Handbook of field sampling for multi-taxon biodiversity studies in European forests
Abstract
Forests host most terrestrial biodiversity, and their sustainable management is crucial to halt biodiversity loss. Although scientific evidence indicates that sustainable forest management (SFM) should be assessed by monitoring the diversity of multiple taxonomic groups, most current SFM criteria and indicators account only for trees or consider indirect biodiversity proxies.
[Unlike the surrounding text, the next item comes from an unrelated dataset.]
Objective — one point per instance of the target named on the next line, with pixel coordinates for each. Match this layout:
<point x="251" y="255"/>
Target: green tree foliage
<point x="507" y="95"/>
Several projects performed multi-taxon sampling to investigate the effects of forest management on biodiversity, but their heterogeneous sampling approaches hamper broad-scale inference for designing SFM. The COST Action BOTTOMS-UP (CA18207) addressed the need of common sampling protocols for European forest structure and multi-taxon biodiversity. We established a network of researchers involved in 41 projects on European forest multi-taxon biodiversity across 13 European countries. These projects comprised the assessment of at least three taxonomic groups, and the measurement of forest stand structure in the same plots or stands. We mapped the sampling approaches to multi-taxon biodiversity, standing trees and deadwood, and used this overview to provide operational answers to two simple, yet crucial, questions: what to sample? How to sample? Here we comprehensively address these questions for nine different taxonomic groups and for the sampling of standing trees and lying deadwood. For each of these forest components, we provide two standards that differ in spatial scale and effort. Both standards were specifically designed towards the greatest possible comparability across taxonomic groups and studies. This handbook represents a pragmatic synthesis and an important step forward to direct monitoring of forest biodiversity, in Europe and elsewhere. It gives the state of the art to build on in the future: it derives from an effort of networking and synthesis aimed at defining standard approaches for forest monitoring to ensure sampling robustness and comparability. We are certain it can contribute to more efficient monitoring of biodiversity response to forest management.